Finch supports a wide variety of array structure beyond sparsity. Whether you're dealing with custom background (zero) values, run-length encoding, or matrices with special structures like banded or triangular matrices, Finch’s compiler can understand and optimize various data patterns and computational rules to adapt to the structure of data.

Feature/Structure | Example Usage |
---|---|

Major Sparse Formats and Structured Arrays | `A = Tensor(Dense(SparseList(Element(0.0)), 3, 4)` |

Background Values Other Than Zero | `B = Tensor(SparseList(Element(1.0)), 9)` |

Broadcasts and Reductions | `sum(A .* B)` |

User-Defined Functions | `x[] <<min>>= y[i] + z[i]` |

Multiple Outputs | `x[] <<min>>= y[i]; z[] <<max>>= y[i]` |

Multicore Parallelism | `for i = parallel(1:100)` |

Conditionals | `if dist[] < best_dist[]` |

Affine Indexing (e.g.
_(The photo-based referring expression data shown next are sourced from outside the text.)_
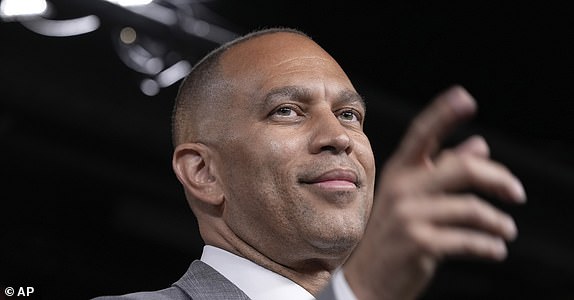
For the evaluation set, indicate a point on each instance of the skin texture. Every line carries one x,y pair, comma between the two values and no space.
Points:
295,121
281,173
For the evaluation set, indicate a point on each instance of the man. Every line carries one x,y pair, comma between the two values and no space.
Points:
270,150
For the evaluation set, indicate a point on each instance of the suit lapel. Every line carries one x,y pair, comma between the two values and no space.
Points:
202,282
Convolution) | `A[i + j]` |

Finch.jl helps you write sparse code for unusual or specific problems that don't have existing library solutions. Finch lets you outline a high-level plan and then compiles it into efficient code, making your task much easier.

Finch makes it easier to implement a new array type (e.g. blocked, padded, ragged, etc...). You can use the Finch tensor interface to describe the structure of the array, and Finch will take care of creating a full implementation. This includes functionalities like getindex, map, reduce, and more, all of which will work inside other Finch kernels.

Finch is flexible and supports many convenient sparse array operations. The formats in Finch can adapt to many use cases, and it supports high-level commands like broadcast and reduce, as well as fused execution. By understanding how Finch generates implementations, you can get decent performance for a variety of problems.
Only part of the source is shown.